What types of malware are most commonly found in WordPress websites, and how do they get there?  SQL injection, JavaScript insertion and .htaccess hacks are all common ways to alter the content of your WordPress website. Some malware scripts redirect users to another website, others insert malicious links and others use the .htaccess file to steal your website’s Google ranking.

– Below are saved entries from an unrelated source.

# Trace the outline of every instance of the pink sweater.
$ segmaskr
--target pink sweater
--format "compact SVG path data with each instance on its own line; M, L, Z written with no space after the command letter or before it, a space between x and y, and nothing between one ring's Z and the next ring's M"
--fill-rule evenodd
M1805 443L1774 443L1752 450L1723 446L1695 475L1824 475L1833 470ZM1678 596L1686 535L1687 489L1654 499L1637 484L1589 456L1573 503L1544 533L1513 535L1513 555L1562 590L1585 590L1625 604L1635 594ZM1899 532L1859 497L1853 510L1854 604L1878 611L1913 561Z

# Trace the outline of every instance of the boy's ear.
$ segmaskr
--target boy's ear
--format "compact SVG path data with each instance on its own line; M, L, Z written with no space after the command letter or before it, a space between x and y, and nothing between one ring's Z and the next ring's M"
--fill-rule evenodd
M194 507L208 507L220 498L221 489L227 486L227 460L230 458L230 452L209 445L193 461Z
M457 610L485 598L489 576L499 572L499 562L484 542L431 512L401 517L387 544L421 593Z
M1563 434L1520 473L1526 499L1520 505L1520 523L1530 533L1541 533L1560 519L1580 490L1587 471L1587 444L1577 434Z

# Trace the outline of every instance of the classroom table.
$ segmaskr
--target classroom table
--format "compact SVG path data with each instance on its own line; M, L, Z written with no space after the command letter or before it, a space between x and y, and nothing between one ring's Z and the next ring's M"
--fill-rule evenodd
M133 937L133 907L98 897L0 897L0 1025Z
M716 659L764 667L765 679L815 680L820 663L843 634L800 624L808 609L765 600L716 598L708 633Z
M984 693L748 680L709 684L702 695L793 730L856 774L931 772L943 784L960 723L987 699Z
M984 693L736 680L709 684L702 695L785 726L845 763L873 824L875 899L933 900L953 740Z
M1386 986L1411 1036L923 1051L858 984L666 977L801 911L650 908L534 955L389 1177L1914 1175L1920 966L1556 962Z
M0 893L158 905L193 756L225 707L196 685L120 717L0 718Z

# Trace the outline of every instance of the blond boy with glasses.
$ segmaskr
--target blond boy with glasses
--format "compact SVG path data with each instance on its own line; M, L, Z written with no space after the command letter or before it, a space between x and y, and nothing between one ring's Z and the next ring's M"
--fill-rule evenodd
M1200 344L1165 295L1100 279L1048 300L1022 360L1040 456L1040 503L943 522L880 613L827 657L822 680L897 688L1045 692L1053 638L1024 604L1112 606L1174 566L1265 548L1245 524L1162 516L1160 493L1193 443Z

Common Types Of WordPress Hacks

If you suspect that you have been hacked, here are some common signs to search for in your website code:

An Altered .htaccess File

The .htaccess file is always in the root directory of your WordPress site. This file lets you write rules to control how the server handles website requests, such as Google crawler access or URL redirects.

Hackers who gain access to the .htaccess file insert a few lines of code that redirect search engines. The malware detects the “user agent” value, which is passed from a web browser or search engine to the WordPress server. If the user agent is “Google,” the hacked .htaccess file redirects Google to the hacked website.

This hack is completely invisible to your WordPress readers, and it only affects your Google ranking. The following code is an example of hacked .htaccess code:

RewriteCond%{HTTP_REFERER}.*google.*[OR]
RewriteRule^(.*)$ http://hackedsite.com/index.php [R=301,L]

In the above example, if a Googlebot crawls the website, the crawler is redirected to the hacker’s website. You must delete these lines of code from the .htaccess to remove the malware.

Inserted JavaScript or PHP Code

Two functions exist that help hackers mask and hide inserted malware code: the JavaScript “eval” function and the PHP “base64_decode” function. A simple Windows “Find” procedure on all of your web pages can be used to find these functions in your code.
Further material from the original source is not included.